Internship Committee

Alice Drain

Alice Drain

Alice Drain is a senior at Yale University majoring in history. She is involved in community service and currently serves as the Education Network Coordinator for Dwight Hall, the independent center for public service and social justice at Yale, and as a volunteer at The Connecticut Hospice. A course on public health convinced Alice to make the transition to medicine, and she plans on enrolling in a post-baccalaureate program after obtaining her B.A.

Surbhi Grover

Surbhi Grover

Dr. Surbji Grover is currently a Radiation Oncology resident at Hospital of the University of Pennsylvania.
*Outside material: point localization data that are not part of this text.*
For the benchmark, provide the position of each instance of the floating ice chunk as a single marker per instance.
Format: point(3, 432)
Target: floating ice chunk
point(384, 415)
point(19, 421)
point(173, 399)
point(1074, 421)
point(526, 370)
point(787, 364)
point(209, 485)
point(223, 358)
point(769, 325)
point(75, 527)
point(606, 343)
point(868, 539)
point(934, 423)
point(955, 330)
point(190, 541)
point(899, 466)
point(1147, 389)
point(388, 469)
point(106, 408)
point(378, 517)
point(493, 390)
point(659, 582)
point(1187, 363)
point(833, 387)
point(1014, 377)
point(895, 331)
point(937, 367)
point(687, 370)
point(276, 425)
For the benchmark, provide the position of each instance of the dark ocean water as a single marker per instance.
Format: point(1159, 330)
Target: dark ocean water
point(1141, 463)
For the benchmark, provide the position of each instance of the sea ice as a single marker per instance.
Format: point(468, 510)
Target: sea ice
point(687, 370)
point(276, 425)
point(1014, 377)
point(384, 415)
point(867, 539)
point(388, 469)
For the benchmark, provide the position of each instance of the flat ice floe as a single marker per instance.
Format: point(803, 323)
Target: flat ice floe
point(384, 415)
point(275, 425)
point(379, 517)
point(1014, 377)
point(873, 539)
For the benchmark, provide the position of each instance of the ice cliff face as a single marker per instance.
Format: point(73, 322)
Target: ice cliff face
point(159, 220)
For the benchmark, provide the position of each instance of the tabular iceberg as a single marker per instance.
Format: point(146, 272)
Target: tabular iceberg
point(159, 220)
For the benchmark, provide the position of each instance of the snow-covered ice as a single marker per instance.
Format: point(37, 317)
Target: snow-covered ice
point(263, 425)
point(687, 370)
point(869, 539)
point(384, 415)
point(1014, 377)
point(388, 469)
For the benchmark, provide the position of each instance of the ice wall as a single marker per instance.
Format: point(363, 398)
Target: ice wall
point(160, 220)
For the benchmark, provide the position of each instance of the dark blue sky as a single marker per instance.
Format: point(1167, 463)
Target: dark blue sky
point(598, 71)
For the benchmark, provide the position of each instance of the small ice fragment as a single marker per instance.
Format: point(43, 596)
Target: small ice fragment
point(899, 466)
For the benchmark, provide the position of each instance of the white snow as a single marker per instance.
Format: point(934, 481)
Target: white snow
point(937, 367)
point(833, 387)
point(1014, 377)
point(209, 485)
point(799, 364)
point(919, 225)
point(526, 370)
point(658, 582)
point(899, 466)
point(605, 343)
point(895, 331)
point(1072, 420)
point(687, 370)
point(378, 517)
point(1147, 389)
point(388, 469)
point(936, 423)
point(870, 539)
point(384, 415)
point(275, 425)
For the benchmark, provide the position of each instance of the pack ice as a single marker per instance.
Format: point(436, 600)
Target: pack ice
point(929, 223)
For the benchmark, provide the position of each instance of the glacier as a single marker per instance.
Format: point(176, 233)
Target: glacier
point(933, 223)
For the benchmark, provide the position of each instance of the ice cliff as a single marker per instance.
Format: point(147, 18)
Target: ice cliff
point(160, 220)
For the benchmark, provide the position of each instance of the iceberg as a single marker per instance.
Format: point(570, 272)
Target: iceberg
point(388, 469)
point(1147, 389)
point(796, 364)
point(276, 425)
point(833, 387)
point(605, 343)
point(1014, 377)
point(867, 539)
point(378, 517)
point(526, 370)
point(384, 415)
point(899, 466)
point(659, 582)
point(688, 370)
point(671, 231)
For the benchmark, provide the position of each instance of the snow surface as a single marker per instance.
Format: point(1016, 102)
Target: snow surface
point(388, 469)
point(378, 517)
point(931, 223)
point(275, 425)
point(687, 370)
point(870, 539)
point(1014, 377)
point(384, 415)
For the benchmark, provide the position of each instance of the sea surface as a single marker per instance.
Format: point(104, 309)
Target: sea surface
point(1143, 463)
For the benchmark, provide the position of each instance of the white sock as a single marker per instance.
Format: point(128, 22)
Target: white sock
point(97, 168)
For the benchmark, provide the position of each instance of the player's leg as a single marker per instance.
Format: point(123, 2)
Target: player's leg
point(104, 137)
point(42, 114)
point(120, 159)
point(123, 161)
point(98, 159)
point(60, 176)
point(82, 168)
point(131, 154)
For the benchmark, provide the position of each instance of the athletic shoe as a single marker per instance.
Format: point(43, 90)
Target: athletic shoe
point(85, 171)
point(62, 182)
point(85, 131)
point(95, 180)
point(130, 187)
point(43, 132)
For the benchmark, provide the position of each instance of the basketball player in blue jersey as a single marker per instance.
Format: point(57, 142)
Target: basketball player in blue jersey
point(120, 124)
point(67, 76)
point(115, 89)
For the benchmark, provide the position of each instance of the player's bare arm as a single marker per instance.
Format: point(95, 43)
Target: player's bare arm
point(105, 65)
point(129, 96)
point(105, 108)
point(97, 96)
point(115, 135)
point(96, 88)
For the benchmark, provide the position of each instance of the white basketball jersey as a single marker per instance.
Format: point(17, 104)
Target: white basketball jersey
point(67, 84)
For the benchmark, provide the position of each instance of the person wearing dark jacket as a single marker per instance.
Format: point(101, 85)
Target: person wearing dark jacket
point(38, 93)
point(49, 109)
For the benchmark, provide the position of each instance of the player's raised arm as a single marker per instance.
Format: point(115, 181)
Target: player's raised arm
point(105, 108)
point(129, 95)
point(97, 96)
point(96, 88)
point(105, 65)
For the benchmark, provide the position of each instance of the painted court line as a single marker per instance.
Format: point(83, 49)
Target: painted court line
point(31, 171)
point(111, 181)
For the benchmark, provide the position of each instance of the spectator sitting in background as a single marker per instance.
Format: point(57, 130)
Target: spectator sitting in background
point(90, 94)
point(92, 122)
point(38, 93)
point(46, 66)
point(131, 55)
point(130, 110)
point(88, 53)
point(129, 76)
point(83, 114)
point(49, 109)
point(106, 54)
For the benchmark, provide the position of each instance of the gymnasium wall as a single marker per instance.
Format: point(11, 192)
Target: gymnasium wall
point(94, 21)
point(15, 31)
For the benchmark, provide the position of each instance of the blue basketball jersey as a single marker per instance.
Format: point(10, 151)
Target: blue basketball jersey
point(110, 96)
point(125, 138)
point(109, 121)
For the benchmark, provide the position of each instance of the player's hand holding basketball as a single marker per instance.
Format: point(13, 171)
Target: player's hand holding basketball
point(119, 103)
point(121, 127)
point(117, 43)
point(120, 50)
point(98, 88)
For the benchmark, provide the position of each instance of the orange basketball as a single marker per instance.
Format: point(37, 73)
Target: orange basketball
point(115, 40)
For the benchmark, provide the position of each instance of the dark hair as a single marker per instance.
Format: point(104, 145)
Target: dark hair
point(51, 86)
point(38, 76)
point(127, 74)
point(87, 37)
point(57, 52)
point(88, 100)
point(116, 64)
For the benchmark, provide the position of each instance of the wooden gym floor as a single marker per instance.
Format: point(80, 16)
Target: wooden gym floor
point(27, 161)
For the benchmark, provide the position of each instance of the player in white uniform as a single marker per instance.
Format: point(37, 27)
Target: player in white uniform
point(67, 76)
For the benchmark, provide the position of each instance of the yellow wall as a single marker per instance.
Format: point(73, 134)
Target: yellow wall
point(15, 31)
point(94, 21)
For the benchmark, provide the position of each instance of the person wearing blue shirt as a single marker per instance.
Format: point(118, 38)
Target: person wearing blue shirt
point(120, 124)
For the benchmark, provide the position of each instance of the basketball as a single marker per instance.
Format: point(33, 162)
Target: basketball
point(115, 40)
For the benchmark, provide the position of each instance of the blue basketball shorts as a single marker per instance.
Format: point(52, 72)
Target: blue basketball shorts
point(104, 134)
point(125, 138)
She received her MD from Harvard Medical School and her BA in Economics from Columbia University. During medical school she worked under Prof. Jeffrey Sachs and other economists at the Earth Institure on evaluation of the National Rural Health Mission, a rural health initiative by the Ministry of Health of India. Her interests lie in oncology and public health, specifically women's health, cervical and breast cancer screening, and awareness program implementation and upscaling. She hopes to continue to contribute toward cancer prevention efforts in India through her residency and beyond.

Talia Azenkot

Talia Azenkot

Talia Azenkot is a second-year student at Barnard College, Columbia University where she is majoring in Biology. Originally from Israel, Azenkot grew up in San Jose, California. In October 2010, she founded The Human Papillomavirus (HPV) Education and Outreach Project: A Student Partnership with the Global Initiative Against HPV and Cervical Cancer. The goal of the organization is to promote HPV awareness in men and women and take action to minimize its disease consequences. Azenkot is excited about working with other students on college campuses, both national and internationally, to create awareness and outreach campaignes. In addition, she is interested in developing a study abroad program focusing on HPV education and reducing the mortality specifically from cervical cancer around the world.  Azenkot was awarded a Merck Research Fellowship for biology research in summer of 2010. She has founded and has been a student leader on several teen coalitions during her high school years.